We get through each day the best we can. Once evening rolls around there is no sitting and relaxing since just like our morning routine we also have to do double in our evening routine.
I / we do this without complaining. I do this because I love Jessica and I remind myself that if I was in her shoes I would want my caregiver to treat me the way they would want to be treated. With that being said it does not mean that we do not need breaks every now and again. I personally love nothing more then when on the rare occasion somebody else gets her ready for the day and or for bed in the evening.

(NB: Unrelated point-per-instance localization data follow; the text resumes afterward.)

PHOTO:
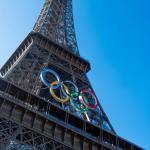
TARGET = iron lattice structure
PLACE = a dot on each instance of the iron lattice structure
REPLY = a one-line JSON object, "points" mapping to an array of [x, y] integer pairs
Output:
{"points": [[56, 23], [30, 117]]}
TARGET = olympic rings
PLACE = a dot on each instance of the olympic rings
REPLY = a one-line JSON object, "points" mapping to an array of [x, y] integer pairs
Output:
{"points": [[78, 99], [55, 96], [85, 99], [43, 77]]}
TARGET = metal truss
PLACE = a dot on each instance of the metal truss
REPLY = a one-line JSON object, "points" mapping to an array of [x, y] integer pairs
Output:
{"points": [[56, 23], [32, 122], [14, 136], [26, 74], [33, 118]]}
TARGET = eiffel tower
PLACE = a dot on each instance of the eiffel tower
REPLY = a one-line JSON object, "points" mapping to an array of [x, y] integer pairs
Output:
{"points": [[46, 99]]}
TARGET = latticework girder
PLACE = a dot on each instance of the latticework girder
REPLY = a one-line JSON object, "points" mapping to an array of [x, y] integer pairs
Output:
{"points": [[56, 23]]}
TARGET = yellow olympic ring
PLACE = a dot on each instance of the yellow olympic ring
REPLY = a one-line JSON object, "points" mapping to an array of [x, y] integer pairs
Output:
{"points": [[62, 100]]}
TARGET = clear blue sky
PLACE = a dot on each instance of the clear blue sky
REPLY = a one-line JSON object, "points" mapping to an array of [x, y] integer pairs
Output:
{"points": [[115, 37]]}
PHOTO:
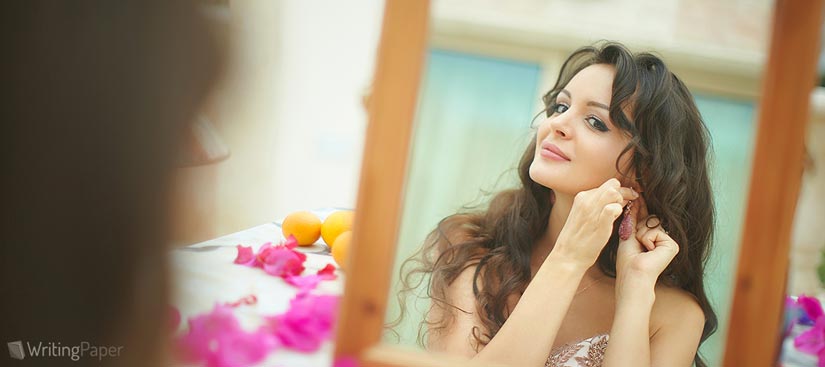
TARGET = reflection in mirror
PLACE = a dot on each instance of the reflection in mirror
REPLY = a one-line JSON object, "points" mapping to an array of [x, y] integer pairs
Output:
{"points": [[488, 67]]}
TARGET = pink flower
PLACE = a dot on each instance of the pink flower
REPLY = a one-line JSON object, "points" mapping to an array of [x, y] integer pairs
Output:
{"points": [[307, 283], [218, 340], [308, 322], [345, 362], [174, 318], [281, 260], [812, 341]]}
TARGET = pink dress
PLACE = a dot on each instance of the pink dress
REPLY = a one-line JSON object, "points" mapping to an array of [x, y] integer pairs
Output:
{"points": [[585, 353]]}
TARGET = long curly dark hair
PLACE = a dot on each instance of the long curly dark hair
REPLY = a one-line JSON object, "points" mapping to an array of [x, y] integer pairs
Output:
{"points": [[669, 146]]}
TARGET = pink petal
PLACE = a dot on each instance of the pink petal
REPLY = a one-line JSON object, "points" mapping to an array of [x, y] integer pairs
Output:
{"points": [[811, 306], [291, 242], [821, 357], [308, 322], [245, 256], [263, 252], [217, 339], [812, 341], [174, 318], [305, 283], [328, 271], [345, 362], [281, 261]]}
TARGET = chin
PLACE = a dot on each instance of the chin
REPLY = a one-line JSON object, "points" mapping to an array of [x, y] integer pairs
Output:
{"points": [[543, 177]]}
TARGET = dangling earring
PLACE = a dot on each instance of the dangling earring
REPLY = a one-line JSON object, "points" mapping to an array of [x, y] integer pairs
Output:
{"points": [[626, 227]]}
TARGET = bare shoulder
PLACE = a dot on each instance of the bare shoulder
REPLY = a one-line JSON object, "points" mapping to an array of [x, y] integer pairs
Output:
{"points": [[675, 307]]}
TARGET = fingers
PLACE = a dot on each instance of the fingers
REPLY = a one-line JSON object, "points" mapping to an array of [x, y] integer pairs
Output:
{"points": [[651, 235], [612, 192]]}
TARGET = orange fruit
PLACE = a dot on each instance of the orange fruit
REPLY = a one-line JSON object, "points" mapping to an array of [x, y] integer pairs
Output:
{"points": [[340, 249], [305, 226], [335, 224]]}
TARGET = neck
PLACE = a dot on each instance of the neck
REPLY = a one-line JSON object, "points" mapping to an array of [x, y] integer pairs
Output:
{"points": [[558, 216]]}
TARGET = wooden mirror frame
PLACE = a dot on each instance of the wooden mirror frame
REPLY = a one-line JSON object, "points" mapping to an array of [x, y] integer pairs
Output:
{"points": [[753, 331]]}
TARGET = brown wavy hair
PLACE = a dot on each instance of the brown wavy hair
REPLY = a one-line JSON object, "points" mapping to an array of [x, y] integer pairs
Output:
{"points": [[670, 152]]}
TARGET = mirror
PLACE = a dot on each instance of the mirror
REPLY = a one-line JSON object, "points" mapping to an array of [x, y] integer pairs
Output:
{"points": [[734, 102], [487, 67]]}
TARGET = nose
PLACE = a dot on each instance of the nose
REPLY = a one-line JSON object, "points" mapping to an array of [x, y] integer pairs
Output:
{"points": [[560, 126]]}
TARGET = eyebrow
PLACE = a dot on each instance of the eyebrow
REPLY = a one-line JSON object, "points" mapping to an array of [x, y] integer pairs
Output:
{"points": [[591, 103]]}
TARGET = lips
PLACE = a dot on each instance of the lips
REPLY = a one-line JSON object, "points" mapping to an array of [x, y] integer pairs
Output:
{"points": [[552, 151]]}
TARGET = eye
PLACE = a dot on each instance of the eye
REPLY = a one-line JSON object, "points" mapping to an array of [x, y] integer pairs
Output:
{"points": [[556, 108], [596, 123]]}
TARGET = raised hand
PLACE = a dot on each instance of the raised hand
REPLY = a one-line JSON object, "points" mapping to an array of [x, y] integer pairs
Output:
{"points": [[590, 222], [646, 253]]}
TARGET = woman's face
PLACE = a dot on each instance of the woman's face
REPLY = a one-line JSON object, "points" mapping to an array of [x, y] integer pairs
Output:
{"points": [[577, 146]]}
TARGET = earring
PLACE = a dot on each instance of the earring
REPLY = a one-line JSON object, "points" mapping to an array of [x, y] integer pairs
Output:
{"points": [[626, 227]]}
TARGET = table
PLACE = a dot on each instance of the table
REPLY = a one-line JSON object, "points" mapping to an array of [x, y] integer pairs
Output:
{"points": [[204, 274]]}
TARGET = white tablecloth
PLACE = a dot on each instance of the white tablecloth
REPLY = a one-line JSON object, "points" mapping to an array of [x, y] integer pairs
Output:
{"points": [[204, 274]]}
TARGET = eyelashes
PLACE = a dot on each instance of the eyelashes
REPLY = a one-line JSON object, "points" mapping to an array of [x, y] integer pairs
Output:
{"points": [[593, 121]]}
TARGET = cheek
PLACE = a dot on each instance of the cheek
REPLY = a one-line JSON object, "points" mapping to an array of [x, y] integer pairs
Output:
{"points": [[601, 163]]}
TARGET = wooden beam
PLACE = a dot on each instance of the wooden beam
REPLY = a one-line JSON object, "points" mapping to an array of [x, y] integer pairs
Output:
{"points": [[383, 171], [753, 334]]}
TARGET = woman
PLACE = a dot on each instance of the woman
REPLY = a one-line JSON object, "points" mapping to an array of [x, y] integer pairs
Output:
{"points": [[98, 96], [543, 271]]}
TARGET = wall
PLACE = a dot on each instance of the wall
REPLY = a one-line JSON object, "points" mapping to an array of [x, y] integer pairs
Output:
{"points": [[289, 110]]}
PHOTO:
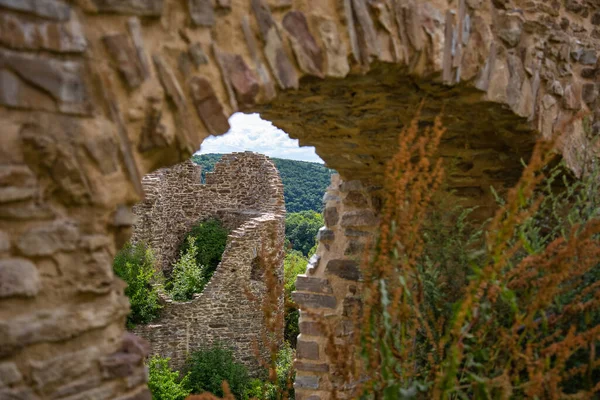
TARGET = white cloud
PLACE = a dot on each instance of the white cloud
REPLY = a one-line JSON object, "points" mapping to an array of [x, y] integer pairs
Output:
{"points": [[250, 132]]}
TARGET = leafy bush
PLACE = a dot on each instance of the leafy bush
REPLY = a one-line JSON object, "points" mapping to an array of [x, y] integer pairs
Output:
{"points": [[301, 230], [187, 277], [282, 386], [210, 366], [294, 264], [135, 265], [523, 318], [210, 238], [164, 383]]}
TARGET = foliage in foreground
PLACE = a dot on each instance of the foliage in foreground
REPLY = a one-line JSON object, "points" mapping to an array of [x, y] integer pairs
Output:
{"points": [[212, 366], [209, 367], [165, 383], [135, 265], [523, 322], [187, 277]]}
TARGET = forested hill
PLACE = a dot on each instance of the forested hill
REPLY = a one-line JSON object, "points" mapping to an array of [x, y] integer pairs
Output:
{"points": [[304, 183]]}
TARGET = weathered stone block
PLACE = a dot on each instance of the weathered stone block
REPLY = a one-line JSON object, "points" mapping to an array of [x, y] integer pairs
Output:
{"points": [[48, 239], [308, 53], [42, 83], [18, 277], [510, 28], [21, 393], [66, 366], [197, 54], [311, 300], [588, 57], [51, 9], [17, 183], [331, 216], [22, 33], [306, 382], [325, 235], [307, 350], [347, 186], [119, 365], [313, 264], [311, 328], [124, 54], [310, 367], [142, 8], [238, 77], [352, 306], [9, 374], [208, 106], [362, 218], [589, 93], [355, 199], [4, 242], [50, 325], [345, 269], [202, 12], [315, 285]]}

Some think that taking care of a special needs child / adult is the same as taken care of small children I am here to say I raised three children and it is not the same. For one they are much bigger. It will also be for life not just for a few years. And because of their size an inability to do much for themselves it is much more difficult to find people to take of our special needs children. Therefore we do not get many breaks. Not enough breaks leads to caregiver burnout which is not good for anyone. As I talked about in my previous post we will always welcome a break.
Remember if you are connected to somebody who is a caregiver they will not ask for help. If you already know how to confidently and safely take care of their child you should set some time's up to help them out. If you would like to help but just don't feel confident enough to do it please talk to them let them know what you would like to do and I'm sure they would be more than happy to help you become a confident and independent caregiver for their child.
Here is a short update on Jessica she is doing a bit better with her conversation skills and her singing is really improving her new favorite song is this house is not for sale by Bon Jovi we listen to that multiple times everyday lol. Sadly she is declining physically. I feel like that when she makes progress in one area we lose it and another and I think this is because the brain can only work on so many things at the same time. We are still holding out for a miracle. Praying for a complete miracle.
If you read this all the way until the end please have a wonderful weekend and always make time for all of your family members because tomorrow is never promised.